"Apple Silicon" and packaging

Apple announced yesterday that they will switch the CPU architecture for macOS over the next couple of years. While doing so there will be once again binaries with multiple architectures (x86_64 and arm64 this time).

I’m wondering how to deal with this in the naming of wheels. In the past we’ve introduced custom machine names for these fat binaries (for example “universal” for “i386 and ppc”), but that was before the introduction of explicit support for multiple compatibility tags in the packaging ecosystem.

There seem to be two alternatives:

  1. Add a new custom “machine” type “universal2” for “x86_64 and arm64”. This extends the existing support for fat binaries in macOS and the name matches Apple’s name for the new combination.

  2. Don’t add a new “machine”, but use multiple compatibility tags in wheels that support both architectures.

As usual there are arguments for both sides:

  • The first option makes it easier to ensure that you get binaries that support the same set of architectures as the Python binary, which is convenient when you want to collect wheels for use on a set of machines.
  • The first option probably requires less invasive changes, the changes to the stdlib are basically an update to a single function (_osx_support.get_platform_osx)
  • The second option makes it easier to find binaries that support your particular machine, even if there are no fat binaries yet.

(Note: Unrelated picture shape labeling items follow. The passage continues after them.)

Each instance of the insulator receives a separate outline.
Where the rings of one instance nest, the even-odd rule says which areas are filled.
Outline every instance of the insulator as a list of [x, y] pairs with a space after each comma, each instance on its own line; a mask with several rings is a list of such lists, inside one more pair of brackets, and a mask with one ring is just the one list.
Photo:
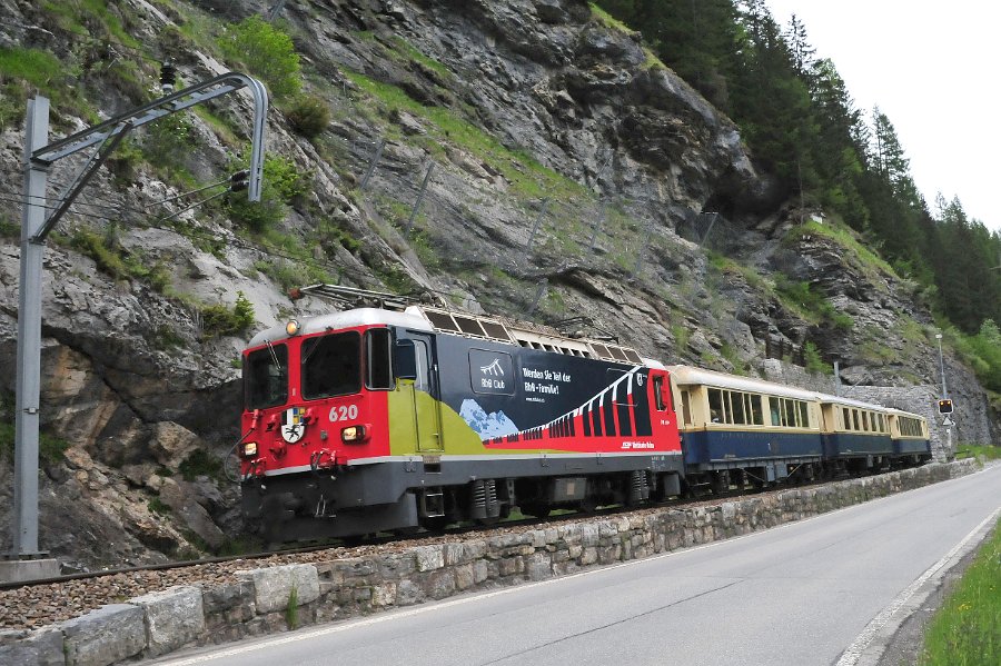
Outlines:
[[250, 171], [242, 170], [237, 171], [232, 176], [229, 177], [229, 191], [231, 192], [241, 192], [249, 186]]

BPO-41090 contains a rough patch implementing the first option.

EDIT: Fixed name of the new architecture from amd64 to arm64; added reference to a BPO-item with a rough patch.

s/amd64/arm64/ :wink:

You’re right, I need to drink more tea before posting.

Switching to AMD instead of Intel would have been a lot easier for us :grinning:

2 Likes

Hi, I think there’s some confusion here. Apple computers will be switching to ARM (v8 I think?), not to be confused with amd64 which is x86_64. I don’t think having a wheel bundling binary for both architecture is a good idea, since

  1. It’s twice as heavy to download
  2. We’d need some new standard to build and install it

I am optimistic that building wheels extension modules will just work out of box, as the building process already take care of the architecture out of the box. On GNU/Linux for example (where pretty much every architecture is supported, the abbreviation of the arch will just be inserted into the wheel filename and that has been tested thoroughly on at least popular architectures like amd64 and armv7/armv8. manylinux2014 even explicitly declare support for a bunch of other archs.

AFAIK, standardization of wheels has more to do with the reproducible of them, whereas on macOS and Windows it’s not a problem since there’s only one set of compiler and libc. IMHO the current standard will survive the mentioned change just fine.

Edit: I got the wrong context, was thinking about package packaging instead of packaging of CPython itself.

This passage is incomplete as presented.